Kassel. Für Bezieher von Hartz-IV-Leistungen mit Mietrückständen ist es künftig einfacher, vom Jobcenter ein Darlehen zu bekommen. Das Bundessozialgericht (BSG) in Kassel hat am Mittwoch, den 13. Juli 2022, entschieden, dass dafür ein förmlicher Antrag nicht erforderlich ist (Az.: B 7/14 AS 52/21 R). Es reiche aus, darüber zu informieren, dass eine Wohnungskündigung droht. Sollten Bekannte privat aushelfen, geht der Anspruch auf ein Jobcenter-Darlehen auch nicht automatisch verloren.
Eine alleinstehende Hartz-IV-Bezieherin aus Bremen hatte Klage eingelegt. Hartz-IV-Leistungen bekam sie bis Ende Januar und dann wieder ab Juni 2015. Die vier dazwischenliegenden Monate blieb sie ihre monatliche Warmmiete in Höhe von 355 Euro schuldig. Als der Vermieter ihr dann im August 2015 mit Kündigung drohte, verständigte sie das Jobcenter.

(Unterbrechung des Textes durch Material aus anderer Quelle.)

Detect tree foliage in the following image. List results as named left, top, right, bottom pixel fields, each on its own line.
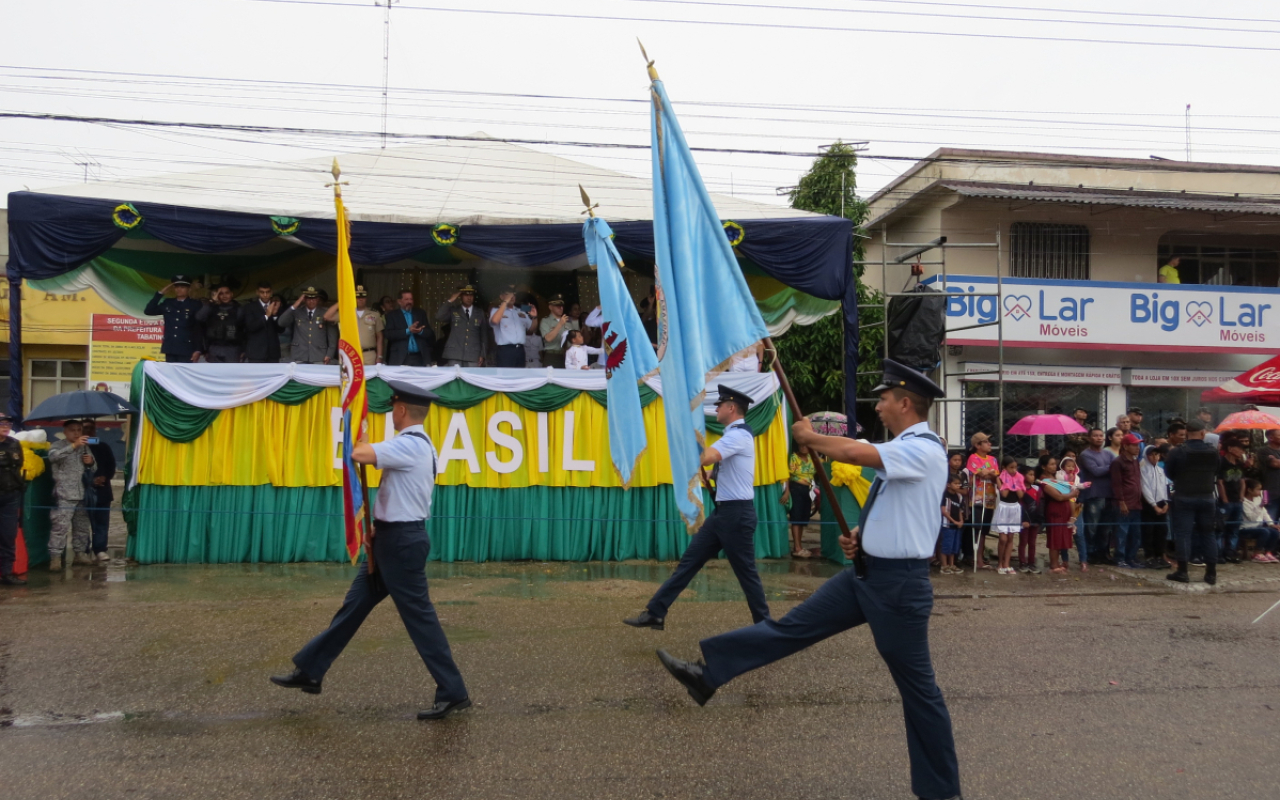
left=773, top=142, right=884, bottom=419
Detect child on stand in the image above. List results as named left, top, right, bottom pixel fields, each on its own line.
left=992, top=456, right=1025, bottom=575
left=1019, top=465, right=1042, bottom=573
left=939, top=475, right=965, bottom=574
left=563, top=329, right=603, bottom=370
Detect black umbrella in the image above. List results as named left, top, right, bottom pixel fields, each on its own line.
left=24, top=390, right=138, bottom=423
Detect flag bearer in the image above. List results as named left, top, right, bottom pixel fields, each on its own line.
left=654, top=360, right=963, bottom=800
left=271, top=380, right=470, bottom=720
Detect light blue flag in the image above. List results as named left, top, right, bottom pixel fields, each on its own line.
left=583, top=215, right=659, bottom=486
left=650, top=77, right=770, bottom=528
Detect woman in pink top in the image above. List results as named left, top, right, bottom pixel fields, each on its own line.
left=993, top=456, right=1026, bottom=574
left=966, top=432, right=999, bottom=569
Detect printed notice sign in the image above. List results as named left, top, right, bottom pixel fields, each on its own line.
left=88, top=314, right=163, bottom=395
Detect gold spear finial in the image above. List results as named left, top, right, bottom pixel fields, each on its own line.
left=326, top=157, right=349, bottom=197
left=579, top=184, right=599, bottom=218
left=638, top=39, right=659, bottom=81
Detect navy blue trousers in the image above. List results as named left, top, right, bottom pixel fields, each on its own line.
left=699, top=557, right=961, bottom=800
left=647, top=500, right=769, bottom=624
left=293, top=520, right=468, bottom=704
left=86, top=487, right=111, bottom=555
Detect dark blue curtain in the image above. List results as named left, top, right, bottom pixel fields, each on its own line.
left=5, top=191, right=858, bottom=423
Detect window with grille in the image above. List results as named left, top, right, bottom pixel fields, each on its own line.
left=1009, top=222, right=1090, bottom=280
left=28, top=360, right=86, bottom=409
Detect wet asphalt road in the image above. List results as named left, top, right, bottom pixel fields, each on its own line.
left=3, top=553, right=1280, bottom=800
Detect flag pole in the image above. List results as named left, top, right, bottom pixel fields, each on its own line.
left=330, top=159, right=375, bottom=575
left=763, top=337, right=858, bottom=568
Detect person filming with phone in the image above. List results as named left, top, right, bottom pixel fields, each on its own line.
left=47, top=419, right=96, bottom=570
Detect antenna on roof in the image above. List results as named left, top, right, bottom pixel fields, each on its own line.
left=376, top=0, right=400, bottom=150
left=1185, top=104, right=1192, bottom=162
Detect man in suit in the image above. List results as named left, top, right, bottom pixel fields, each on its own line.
left=143, top=275, right=205, bottom=363
left=243, top=281, right=282, bottom=363
left=435, top=285, right=486, bottom=367
left=278, top=287, right=336, bottom=365
left=385, top=290, right=434, bottom=367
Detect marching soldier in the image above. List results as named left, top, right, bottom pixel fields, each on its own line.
left=144, top=275, right=205, bottom=363
left=653, top=360, right=962, bottom=800
left=271, top=380, right=470, bottom=720
left=279, top=287, right=337, bottom=365
left=623, top=386, right=770, bottom=629
left=436, top=285, right=486, bottom=367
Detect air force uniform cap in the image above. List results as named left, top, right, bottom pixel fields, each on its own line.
left=871, top=358, right=945, bottom=400
left=385, top=380, right=440, bottom=408
left=713, top=386, right=753, bottom=411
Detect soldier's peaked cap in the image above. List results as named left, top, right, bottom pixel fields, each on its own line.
left=171, top=275, right=192, bottom=286
left=871, top=358, right=945, bottom=400
left=713, top=386, right=753, bottom=410
left=385, top=380, right=440, bottom=408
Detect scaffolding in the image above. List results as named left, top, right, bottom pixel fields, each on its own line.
left=853, top=227, right=1006, bottom=456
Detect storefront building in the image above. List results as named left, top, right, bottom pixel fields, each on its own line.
left=862, top=149, right=1280, bottom=455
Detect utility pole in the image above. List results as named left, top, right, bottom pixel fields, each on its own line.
left=1185, top=104, right=1191, bottom=161
left=376, top=0, right=399, bottom=149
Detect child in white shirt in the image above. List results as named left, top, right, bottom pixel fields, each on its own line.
left=563, top=329, right=603, bottom=370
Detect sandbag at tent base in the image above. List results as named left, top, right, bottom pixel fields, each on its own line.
left=126, top=483, right=790, bottom=564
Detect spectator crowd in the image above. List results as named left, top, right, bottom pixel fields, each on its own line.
left=944, top=407, right=1280, bottom=585
left=144, top=276, right=754, bottom=373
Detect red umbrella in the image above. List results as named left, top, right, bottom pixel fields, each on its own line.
left=1006, top=414, right=1087, bottom=436
left=1201, top=354, right=1280, bottom=406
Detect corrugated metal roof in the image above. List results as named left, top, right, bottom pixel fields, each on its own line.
left=941, top=180, right=1280, bottom=216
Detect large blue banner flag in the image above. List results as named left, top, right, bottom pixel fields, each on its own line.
left=649, top=74, right=770, bottom=528
left=583, top=214, right=660, bottom=486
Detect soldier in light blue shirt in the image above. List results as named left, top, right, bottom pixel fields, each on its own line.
left=273, top=380, right=471, bottom=721
left=624, top=386, right=770, bottom=629
left=489, top=284, right=534, bottom=368
left=655, top=360, right=962, bottom=800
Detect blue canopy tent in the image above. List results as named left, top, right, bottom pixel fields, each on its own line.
left=4, top=138, right=857, bottom=422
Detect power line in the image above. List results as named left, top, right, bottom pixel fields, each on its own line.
left=245, top=0, right=1280, bottom=52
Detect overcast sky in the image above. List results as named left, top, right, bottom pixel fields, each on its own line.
left=5, top=0, right=1280, bottom=210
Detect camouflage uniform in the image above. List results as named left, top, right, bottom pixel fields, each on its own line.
left=47, top=439, right=94, bottom=558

Allerdings beantragte die Hartz-IV-Empfängerin erst Ende September 2015 ein Darlehen über 1.420 Euro für die vier Monatsmieten. Noch bevor das Jobcenter über diesen Antrag entschieden hatte, kam die Kündigung der Wohnung. Eine Bekannte sprang ein und stellte ein Privatdarlehen zur Verfügung, wodurch die arbeitslose Frau ihre Mietrückstände begleichen konnte. Daraufhin zog der Vermieter seine Kündigung zurück.
Das Jobcenter, ebenfalls erfreut über die private Hilfe der Bekannten, lehnte den Antrag für ein Darlehen ab, da die Miete ja bereits bezahlt sei und eine Wohnungslosigkeit nicht mehr drohe.
Das BSG hat nun entschieden, dass eine drohende Wohnungslosigkeit keine zwingende Voraussetzung für Mietdarlehen darstellt. Darauf komme es entscheidend nur für eine einstweilige Anordnungen im Eilverfahren an. Ein Darlehensanspruch könne grundsätzlich auch dann bestehen, wenn die Kündigung der Wohnung mit privater Hilfe vermieden wurde.
Dafür ist jedoch Voraussetzung, dass das Jobcenter Kenntnis von der Notlage hatte und vor Auszahlung des Privatdarlehens über ein Jobcenter-Darlehen hätte entscheiden können.
Die Richter in Kassel wiesen den Einwand zurück, dass zwischen der Beantragung des Darlehens und der Kündigung des Mietverhältnisses nicht genügend Zeit gewesen sei. Das Darlehen bedürfe keiner solchen förmlichen Beantragung. Bereits im August 2015 habe das Jobcenter erfahren, dass der Vermieter mit einer Kündigung drohte. Bereits hier habe die Behörde tätig werden und ein Darlehen prüfen müssen.
Das Sozialgericht Niedersachsen-Bremen (LSG) hatte bereits in der Vorinstanz die Klage der Hartz-IV-Empfängerin abgewiesen. Es soll nun nach den Maßgaben des BSG neu über den Fall entscheiden.
Zur Vermeidung von Mietdarlehen müssen Hartz-IV-Empfänger nach einem Urteil des BSG aus dem Jahre 2010 jedoch auf vorhandenes Vermögen zurückgreifen, auch wenn es aufgrund des derzeitigen Vermögens-Grundfreibetrags von mindestens 3.100 Euro bei den regulären Leistungen anrechnungsfrei bleibt (Urteil vom 17. Juni 2010, Az : B 14 AS 58/2009).
Nach diesem alten Urteil gilt Gleiches für den sog. Anschaffungsfreibetrag von 750 Euro pro Person. Das ist Geld, das Hartz-IV-Empfänger sich für größere Anschaffungen sparen können, um beispielsweise defekte Haushaltsgeräte auszutauschen. Der Senat deutete in der mündlichen Verhandlung an, davon abrücken zu wollen. Aussagen dazu gab es in der mündlichen Urteilsverkündung jedoch noch nicht.